Erfolgreiche Arbeit im Stadtgewebe

An der Dennlerstrasse in Zürich-Altstetten wird verdichtet. Esch Sintzel Architekten haben den Architekturwettbewerb gewonnen. Mit dem Projekt gelingen gerade zwei Turnübungen in einem Mal. Einerseits kann CO2-bewusst die Hälfte der bestehenden Bauten erhalten und aufgestockt werden. Anderseits gelingt das Kunststück, mit der Verdopplung der Dichte die Situation stadträumlich zu klären. Zitat der Architekten: «Statt Baukörpern, die den Stadtraum formen, ist es der Stadtraum, der die Baukörper formt». Mit dem kleinen zwischenliegenden und mit Bäumen ausgestatteten Platz und den zwei grossen Höfen wird aus einem früheren Nicht-Ort ein interessanter Ort und Lebensraum geschaffen.

Das ist erfolgreiche Arbeit im Stadtgewebe von Zürich: Verdichtung im urbanen Flachbau, Weiterverwendung von Bausubstanz und städtebauliche Optimierung. Durch «verdichteten urbanen Flachbau» gelingt die selten gewordene Verbesserung durch Wachstum. Die Lebensqualität wird gesteigert und am Stadtbild wird sorgfältig weitergestickt.

Diese Qualität müsste allen Hochhaustreibern mit ihrem in jeder Hinsicht disruptiven «Stoppelfeld» zu denken geben. 

Nochmal eine Dichteste höher im urbanen Flachbau

In einem Quartier, wo zunehmend im Hochhaus «Hors-Sol» gewohnt werden muss, hat die Genossenschaft «mehr als Wohnen» im Quartier Leutschenbach einen eigenen Weg gewählt.
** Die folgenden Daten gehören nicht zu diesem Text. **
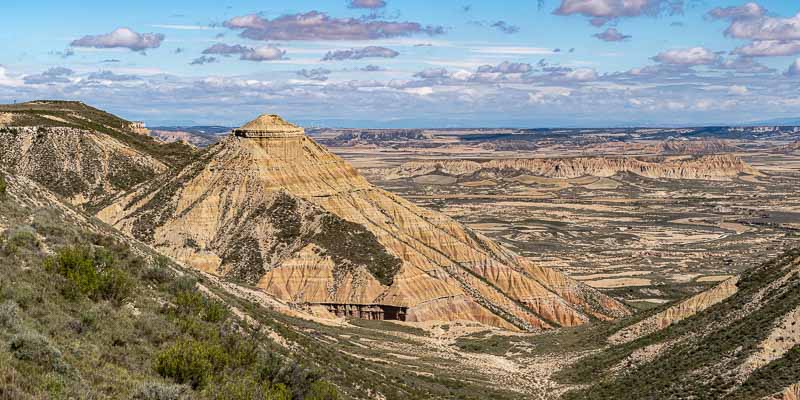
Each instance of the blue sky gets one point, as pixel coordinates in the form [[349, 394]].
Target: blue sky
[[410, 63]]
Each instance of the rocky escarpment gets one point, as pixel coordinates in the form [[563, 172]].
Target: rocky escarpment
[[702, 146], [745, 346], [84, 166], [710, 167], [270, 206], [677, 313]]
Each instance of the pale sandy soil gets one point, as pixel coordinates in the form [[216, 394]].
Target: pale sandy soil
[[714, 278], [618, 282]]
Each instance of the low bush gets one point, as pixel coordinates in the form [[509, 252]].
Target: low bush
[[158, 272], [9, 315], [20, 238], [159, 391], [322, 390], [34, 347], [190, 362], [90, 273]]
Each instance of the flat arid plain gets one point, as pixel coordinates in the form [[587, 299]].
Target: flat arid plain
[[646, 215]]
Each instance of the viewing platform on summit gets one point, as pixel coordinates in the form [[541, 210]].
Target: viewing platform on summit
[[269, 126]]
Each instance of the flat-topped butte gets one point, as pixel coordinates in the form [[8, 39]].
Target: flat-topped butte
[[269, 126]]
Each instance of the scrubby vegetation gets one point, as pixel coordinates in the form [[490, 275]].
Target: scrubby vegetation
[[77, 115], [84, 315], [704, 345]]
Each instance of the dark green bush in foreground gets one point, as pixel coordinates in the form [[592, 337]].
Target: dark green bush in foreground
[[90, 273]]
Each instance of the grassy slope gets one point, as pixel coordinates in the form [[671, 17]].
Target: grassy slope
[[123, 324], [89, 118], [712, 344]]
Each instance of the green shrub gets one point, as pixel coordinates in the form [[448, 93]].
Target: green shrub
[[20, 238], [116, 285], [90, 273], [322, 390], [185, 283], [190, 362], [248, 388], [158, 272], [34, 347], [158, 391], [76, 264], [193, 303], [9, 315]]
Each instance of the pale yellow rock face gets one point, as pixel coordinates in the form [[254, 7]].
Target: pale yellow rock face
[[710, 167], [790, 393], [678, 312], [82, 166], [446, 271]]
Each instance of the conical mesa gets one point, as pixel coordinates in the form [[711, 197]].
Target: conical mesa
[[274, 208], [269, 125]]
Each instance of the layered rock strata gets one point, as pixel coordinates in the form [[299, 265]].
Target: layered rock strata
[[709, 167], [275, 209]]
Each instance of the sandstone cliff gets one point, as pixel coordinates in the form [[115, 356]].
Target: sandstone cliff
[[741, 340], [702, 146], [83, 166], [269, 206], [710, 167], [79, 152], [677, 313]]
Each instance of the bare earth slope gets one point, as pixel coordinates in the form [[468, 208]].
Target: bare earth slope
[[274, 208], [746, 346], [709, 167], [83, 166], [79, 152]]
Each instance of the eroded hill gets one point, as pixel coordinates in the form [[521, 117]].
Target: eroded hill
[[271, 207], [709, 167], [746, 346], [79, 152]]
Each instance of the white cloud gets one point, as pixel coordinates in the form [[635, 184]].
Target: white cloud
[[738, 90], [687, 57], [121, 38], [769, 48]]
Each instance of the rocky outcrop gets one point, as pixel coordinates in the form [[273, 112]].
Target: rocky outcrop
[[697, 147], [283, 213], [710, 167], [790, 393], [86, 167], [676, 313], [742, 345]]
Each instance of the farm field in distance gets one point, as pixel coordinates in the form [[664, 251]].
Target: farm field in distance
[[645, 239]]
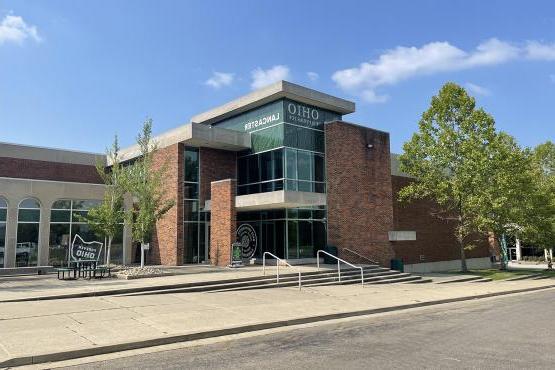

An Stelle von isoliert dastehenden Türmen wurde ein Stadtgewebe aus dreizehn Häusern mit Bodenbezug entwickelt – eigentlich eine Stadt im Kleinen mit eingeflochtenen Freiräumen, die den verschiedenen Bedürfnissen gerecht werden. So hat es hier – eine Stufe urbaner als beim letzten Beispiel – in den Sockelzonen der Häuser Läden und andere Angebote, wie z.B. ein Café / Restaurant. Was vorher im Gebäudesockel Maisonette mit Garten war, ist hier öffentlich zugängliches Erdgeschoss. Aus 4 ½ Etagen sind 7 geworden. 

Der obere Plan zeigt die Wohnetagen, der untere die Nutzungen in den Erdgeschossen. Das Zusammensetzspiel bringt Vielfalt und macht die Siedlung zu einem wertvollen und belebten Baustein in Zürichs Norden. Es zeichnet den urbanen Flachbau aus, dass er Dichte, Bezug zur Umgebung und Lebensqualität ermöglicht. Dass es in den «Metropolitan-Hochhäusern» im selben Quartier anonymer zugeht, veranschaulicht der Bericht, dass die Sitzgruppe der Eingangshalle nicht nur einmal gestohlen worden ist.